Walking Tour: The Acropolis, Filopappou & Environs

If you see nothing else in Athens, you must visit the Acropolis. Even jaded Athenians, when overwhelmed by the city, feel renewed when they lift their eyes to this great monument. Take the metro to the Acropolis station, where the New Acropolis Museum is under construction. Follow the pedestrianized street Dionyssiou Aerogapitou, which traces the foothill of the Acropolis to its entrance at the Beulé Gate. Buildings include the architecturally complex Erechtheion temple, most sacred of the shrines of the Acropolis, and the Parthenon, which dominates the Acropolis and, indeed, the city skyline: it is the most architecturally sophisticated temple of its period. Time and neglect have given its marble pillars their golden-white shine, and the beauty of the building is made all the more stark and striking.

While on the outcrop, pause at the edge of the southern fortifications, where, on a clear day, you can see the coastline toward Sounion and the Saronic Gulf islands of Aegina and Salamina. Leave time for the Acropolis Museum, which houses some superb sculptures from the Acropolis, including most of the caryatids and a large collection of colored statues of women dedicated to the goddess Athena. (When the New Acropolis Museum opens by the end of 2006, this collection will move there). As you exit the gate, detour right to the rock of Areopagus, the ancient supreme court, from which St. Paul later preached to the Athenians.

Cross Dionyssiou Areopagitou to Filopappou; before climbing the summit, via the footpaths crisscrossing the hill, stop at tiny Ayios Dimitrios Loumbardiaris church, and then have a coffee at the tourist pavilion. Descend Dionyssiou Areopagitou, past the Odeon of Herod Atticus and the Hellenistic Theater of Dionyssos. Across the street is the controversial New Acropolis Museum. The huge, modern museum will showcase the treasures of the Parthenon and will feature glass floors so that you can peer down into the ongoing archaeological excavations. Nearby is the Ilias LALAoUNIS Jewelry Museum, with more than 3,000 pieces and a workshop where visitors can observe ancient techniques still used today.

Timing

Such is the beauty of the Acropolis and the grandeur of the setting that a visit in all seasons and at all hours is rewarding. In general, the earlier you start out the better. By noon, the summer heat is blistering and the reflection of the light thrown back by the rock and the marble ruins almost blinding. An alternative, in summer, is to visit after 5 PM, when the light is best for taking photographs.

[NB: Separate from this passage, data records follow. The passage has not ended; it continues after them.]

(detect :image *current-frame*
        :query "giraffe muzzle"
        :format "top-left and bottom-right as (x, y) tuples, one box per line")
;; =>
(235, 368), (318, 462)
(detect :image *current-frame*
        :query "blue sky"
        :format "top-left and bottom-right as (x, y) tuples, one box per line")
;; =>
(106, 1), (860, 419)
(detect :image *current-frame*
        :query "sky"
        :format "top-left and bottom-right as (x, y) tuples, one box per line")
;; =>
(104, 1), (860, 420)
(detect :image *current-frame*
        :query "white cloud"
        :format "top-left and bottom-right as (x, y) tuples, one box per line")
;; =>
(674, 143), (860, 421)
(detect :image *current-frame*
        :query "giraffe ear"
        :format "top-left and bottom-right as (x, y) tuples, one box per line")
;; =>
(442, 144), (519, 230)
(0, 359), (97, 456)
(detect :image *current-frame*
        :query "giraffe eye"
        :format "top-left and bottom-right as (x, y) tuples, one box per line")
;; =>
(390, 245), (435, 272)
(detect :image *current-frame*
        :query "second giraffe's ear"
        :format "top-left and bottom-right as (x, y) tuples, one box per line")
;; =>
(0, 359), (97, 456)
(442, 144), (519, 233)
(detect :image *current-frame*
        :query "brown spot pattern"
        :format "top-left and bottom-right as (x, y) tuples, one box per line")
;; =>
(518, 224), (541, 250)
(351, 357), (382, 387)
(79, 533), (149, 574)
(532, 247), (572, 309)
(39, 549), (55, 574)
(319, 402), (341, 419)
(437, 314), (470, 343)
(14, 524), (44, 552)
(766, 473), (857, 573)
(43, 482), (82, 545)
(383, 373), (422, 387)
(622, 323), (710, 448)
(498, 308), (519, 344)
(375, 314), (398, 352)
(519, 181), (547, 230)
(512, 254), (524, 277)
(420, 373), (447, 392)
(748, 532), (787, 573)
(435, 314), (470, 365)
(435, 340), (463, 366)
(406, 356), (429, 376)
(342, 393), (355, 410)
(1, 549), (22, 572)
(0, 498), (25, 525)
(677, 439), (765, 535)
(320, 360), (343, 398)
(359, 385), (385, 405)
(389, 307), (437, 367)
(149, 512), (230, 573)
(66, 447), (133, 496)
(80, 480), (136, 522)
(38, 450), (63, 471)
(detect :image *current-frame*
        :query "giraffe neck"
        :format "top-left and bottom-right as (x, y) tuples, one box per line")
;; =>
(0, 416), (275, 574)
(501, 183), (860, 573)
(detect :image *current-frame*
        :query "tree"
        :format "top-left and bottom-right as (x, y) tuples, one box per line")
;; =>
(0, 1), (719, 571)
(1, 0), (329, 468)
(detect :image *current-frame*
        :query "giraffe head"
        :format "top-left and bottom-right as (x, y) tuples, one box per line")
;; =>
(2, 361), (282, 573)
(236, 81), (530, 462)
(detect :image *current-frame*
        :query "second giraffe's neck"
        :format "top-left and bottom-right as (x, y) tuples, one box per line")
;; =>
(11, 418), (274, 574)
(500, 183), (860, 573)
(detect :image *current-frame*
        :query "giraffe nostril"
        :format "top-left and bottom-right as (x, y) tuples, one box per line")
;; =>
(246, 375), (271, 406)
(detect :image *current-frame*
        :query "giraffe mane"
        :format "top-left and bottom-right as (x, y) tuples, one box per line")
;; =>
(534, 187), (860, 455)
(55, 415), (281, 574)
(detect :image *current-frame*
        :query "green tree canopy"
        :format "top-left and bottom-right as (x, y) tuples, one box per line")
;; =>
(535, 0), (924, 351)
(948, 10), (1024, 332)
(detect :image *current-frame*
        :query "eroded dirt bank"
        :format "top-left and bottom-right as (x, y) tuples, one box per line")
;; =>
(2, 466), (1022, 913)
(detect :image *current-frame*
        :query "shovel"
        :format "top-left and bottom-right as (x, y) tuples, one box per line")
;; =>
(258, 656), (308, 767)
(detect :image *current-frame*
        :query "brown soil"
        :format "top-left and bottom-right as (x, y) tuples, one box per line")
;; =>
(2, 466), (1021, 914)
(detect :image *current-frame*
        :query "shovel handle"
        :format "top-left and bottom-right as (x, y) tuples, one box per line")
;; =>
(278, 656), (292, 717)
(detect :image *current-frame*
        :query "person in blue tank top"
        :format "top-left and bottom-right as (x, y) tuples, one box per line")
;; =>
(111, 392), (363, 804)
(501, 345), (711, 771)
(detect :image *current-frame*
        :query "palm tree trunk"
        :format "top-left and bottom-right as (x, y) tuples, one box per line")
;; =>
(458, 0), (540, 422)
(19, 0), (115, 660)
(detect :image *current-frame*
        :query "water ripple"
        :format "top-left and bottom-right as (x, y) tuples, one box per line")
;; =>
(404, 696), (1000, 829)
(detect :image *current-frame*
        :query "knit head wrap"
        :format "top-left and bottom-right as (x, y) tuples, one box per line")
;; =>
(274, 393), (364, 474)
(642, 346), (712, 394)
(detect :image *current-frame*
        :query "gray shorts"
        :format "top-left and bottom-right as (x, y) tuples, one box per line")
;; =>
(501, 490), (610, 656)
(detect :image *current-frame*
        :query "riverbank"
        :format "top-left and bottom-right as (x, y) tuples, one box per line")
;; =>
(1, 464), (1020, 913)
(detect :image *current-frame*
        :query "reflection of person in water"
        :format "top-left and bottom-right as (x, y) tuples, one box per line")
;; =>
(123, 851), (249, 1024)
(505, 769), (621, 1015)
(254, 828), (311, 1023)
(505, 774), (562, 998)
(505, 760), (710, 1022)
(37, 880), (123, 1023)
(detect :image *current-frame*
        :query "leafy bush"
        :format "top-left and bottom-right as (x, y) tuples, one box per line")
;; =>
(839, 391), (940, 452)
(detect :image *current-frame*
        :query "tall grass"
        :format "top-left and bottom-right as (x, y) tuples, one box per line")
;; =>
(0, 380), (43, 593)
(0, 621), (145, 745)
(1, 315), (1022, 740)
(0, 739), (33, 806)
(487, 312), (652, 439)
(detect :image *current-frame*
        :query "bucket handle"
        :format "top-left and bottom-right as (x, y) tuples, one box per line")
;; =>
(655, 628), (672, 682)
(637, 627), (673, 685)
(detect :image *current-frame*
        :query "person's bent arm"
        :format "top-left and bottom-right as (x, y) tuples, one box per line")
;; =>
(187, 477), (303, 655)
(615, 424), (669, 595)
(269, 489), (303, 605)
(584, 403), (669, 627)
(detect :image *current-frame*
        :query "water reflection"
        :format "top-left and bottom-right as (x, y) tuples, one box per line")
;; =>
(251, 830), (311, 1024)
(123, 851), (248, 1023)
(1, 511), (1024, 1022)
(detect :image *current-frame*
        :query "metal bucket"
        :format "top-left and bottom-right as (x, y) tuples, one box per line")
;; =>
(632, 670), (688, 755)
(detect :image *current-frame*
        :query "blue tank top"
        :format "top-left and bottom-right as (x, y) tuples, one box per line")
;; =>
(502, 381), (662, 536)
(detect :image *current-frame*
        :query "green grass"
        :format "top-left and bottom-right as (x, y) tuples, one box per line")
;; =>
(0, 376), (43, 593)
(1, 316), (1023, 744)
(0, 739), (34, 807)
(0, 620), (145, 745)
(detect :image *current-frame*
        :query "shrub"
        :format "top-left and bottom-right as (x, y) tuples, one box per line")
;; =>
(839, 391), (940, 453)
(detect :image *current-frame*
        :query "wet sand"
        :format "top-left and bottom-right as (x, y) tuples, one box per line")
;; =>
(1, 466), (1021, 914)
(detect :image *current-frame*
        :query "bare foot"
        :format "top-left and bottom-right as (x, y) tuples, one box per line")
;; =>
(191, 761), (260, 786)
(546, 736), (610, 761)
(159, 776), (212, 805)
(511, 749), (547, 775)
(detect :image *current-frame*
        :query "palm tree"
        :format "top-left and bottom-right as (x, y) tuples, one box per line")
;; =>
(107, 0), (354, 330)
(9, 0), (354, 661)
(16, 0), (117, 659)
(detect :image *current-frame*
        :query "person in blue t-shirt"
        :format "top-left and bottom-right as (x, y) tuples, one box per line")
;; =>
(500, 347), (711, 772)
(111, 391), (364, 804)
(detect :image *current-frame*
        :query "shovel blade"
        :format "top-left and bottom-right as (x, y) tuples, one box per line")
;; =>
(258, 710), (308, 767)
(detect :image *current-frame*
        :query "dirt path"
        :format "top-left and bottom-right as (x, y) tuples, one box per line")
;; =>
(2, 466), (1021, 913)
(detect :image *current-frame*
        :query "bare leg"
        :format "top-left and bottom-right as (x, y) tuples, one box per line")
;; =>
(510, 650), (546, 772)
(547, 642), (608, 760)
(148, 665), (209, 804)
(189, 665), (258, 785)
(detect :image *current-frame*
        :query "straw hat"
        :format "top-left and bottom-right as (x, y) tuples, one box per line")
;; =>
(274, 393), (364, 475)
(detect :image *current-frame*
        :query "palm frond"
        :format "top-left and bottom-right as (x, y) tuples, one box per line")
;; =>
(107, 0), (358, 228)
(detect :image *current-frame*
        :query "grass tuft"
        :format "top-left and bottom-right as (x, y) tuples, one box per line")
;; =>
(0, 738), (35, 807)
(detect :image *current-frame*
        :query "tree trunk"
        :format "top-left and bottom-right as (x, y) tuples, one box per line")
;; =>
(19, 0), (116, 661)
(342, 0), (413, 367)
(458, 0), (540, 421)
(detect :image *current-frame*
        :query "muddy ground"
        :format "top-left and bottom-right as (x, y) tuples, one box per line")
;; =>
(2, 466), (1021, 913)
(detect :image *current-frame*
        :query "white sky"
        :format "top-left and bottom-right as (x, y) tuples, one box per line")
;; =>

In any season the ideal time might be the two hours before sunset, when occasionally the fabled violet light spreads from the crest of Mt. Hymettus (which the ancients called "violet-crowned") and gradually embraces the Acropolis. After dark the hill is spectacularly floodlighted, visible from many parts of the capital. A moonlight visit -- sometimes scheduled by the authorities during full moons in summer -- is highly evocative. In winter, if there are clouds trailing across the mountains, and shafts of sun lighting up the marble columns, the setting takes on an even more dramatic quality.

Depending on the crowds, the walk takes about four hours, including one spent in the Acropolis Museum. The Ilias LALAoUNIS Jewelry Museum is closed Tuesday, so you may want to take this tour another day.